En 2007, Morvandiau publiait le très pertinent D'Algérie, récit-enquête sur son histoire familiale remontant aux racines de la colonisation de l'Algérie par la France. Tissant les fils de cette double narration, de la plus intime à celle d'une nation toute entière, il parvenait à nous émouvoir, tout en nous donnant des clés pour mieux appréhender cette relation si complexe.
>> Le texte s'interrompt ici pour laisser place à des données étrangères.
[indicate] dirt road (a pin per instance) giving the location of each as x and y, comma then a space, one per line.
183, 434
Treize années se sont écoulées avant que l'auteur n'offre à ses lecteurs un nouvel ouvrage à la teneur personnelle. Le taureau par les cornes est un livre d'une infinie douleur. Morvandiau y revient sur deux événements qui ont ébranlés une part de ses certitudes durant l'année 2005. En quelques mois, il doit faire un double deuil. Tout d'abord celui-de sa mère, diagnostiquée tardivement d'une "démence fronto-temporale précoce", la transformant progressivement en une personne autre que celle qu'il a connue. C'est aussi le deuil d'un enfant "rêvé" suite à la détection de la trisomie dont est affecté son nouvel enfant. "A quelques mois d'intervalle, il me faut faire le deuil de la mère que j'avais connue, et celui de l'enfant que j'avais attendu".
Pour l'auteur, ce n'est alors pas un monde qui s'écroule, mais un monde chargé d'une nouvelle gravité, de nouvelles aspérités, auquel il devra se confronter dans un quotidien transformé à jamais.
Mais ne pas s'y méprendre : Le taureau par les cornes n'est pas une bande dessinée "témoignage de plus". Le livre est avant tout une grande œuvre qui triture son fond en interrogeant sa forme. Si la création de l'ouvrage semble révéler une importance "vitale" dans le parcours de l'auteur, elle n'en est pas moins une réflexion passionnante -et bouleversante- sur "la reconstruction", la mise en forme de ces souvenirs -comme autant de sensations fugaces- qui peuplent le passé.
"Vous connaissez votre souvenir le plus ancien? Un épisode authentique que vous n'auriez pas reconstruit à partir de ce qu'on vous a raconté ou d'une photo que vous auriez conservée dans un album".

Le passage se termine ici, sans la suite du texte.